Nobody had listened to the warnings of The Prophet. He had told them that the mountain was fated to explode very soon, but no one had paid heed to the old man’s warnings. They had thought him to be a lunatic. After the eruption, he became their leader. He helped organize the rebuilding of the town in a location away from all the ash. He helped put their lives in order once again.
The Prophet dubbed the volcano Mt. Hellfire, and that was what everyone called it now. Everyone except the rebels. They were the ones who repudiated The Prophet’s leadership.

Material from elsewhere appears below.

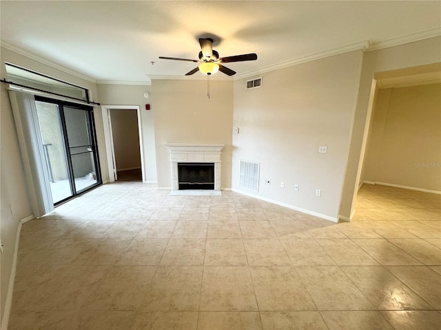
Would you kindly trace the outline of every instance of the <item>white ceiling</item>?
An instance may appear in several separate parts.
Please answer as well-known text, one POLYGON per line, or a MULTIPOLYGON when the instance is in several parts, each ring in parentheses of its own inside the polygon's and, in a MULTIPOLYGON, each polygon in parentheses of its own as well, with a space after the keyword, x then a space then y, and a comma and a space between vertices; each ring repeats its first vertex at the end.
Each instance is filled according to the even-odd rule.
POLYGON ((375 49, 441 35, 440 1, 1 0, 0 10, 6 47, 99 82, 183 77, 196 63, 158 57, 197 59, 198 37, 212 37, 221 57, 258 54, 226 65, 238 77, 368 41, 375 49))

Every year, The Prophet held a special feast to celebrate the anniversary of the explosion. The rebels considered this an insult to the ones who had died, but The Prophet said that the anniversary was simply to rejoice in the fact that Mt. Hellfire had left them in peace for another year.
Marlin didn’t find death as serious over here as it seemed on Earth. Somehow, the concept had taken on a whole new meaning. They now knew that death was not eventual; at least, not the first time.
The mechanic had finished the work, and Marlin decided that he had better get going or the man he was to rescue would soon find out what happened the second time. The Prophet had told him that the man had been in one of Zhang Lin’s cells for a few days. There was no way out of the cell. Zhang Lin hadn’t meant his prisoners to escape. He had wanted them to die a slow death of starvation and thirst.
In spite of the sandstorm, Marlin made it to the spot in good time. Before his eyes were the infamous fifty cells where Zhang Lin, the most terrible ruler that the Second World had seen, imprisoned the worst of his enemies. It was very unfortunate for someone to arrive in this world at that particular spot.
Marlin walked through the area, noting the numbers on each cell, until he finally arrived at number 22. The Prophet had told him that there was only one way to open the cell. If Marlin leanedon the wrong spot, anything could happen. Zhang Lin might have placed any number of traps that would be triggered if pressure was put on the wrong part of the wall.
Slowly, Marlin moved his hands lightly along the wall. He had moved it along two of the four walls and was halfway through the third when he felt the slight bulge that was invisible to the eye. On this spot, Marlin applied all the force he could.
The wall opened up into two halves and revealed an emaciated figure lying on the centre of the floor, motionless.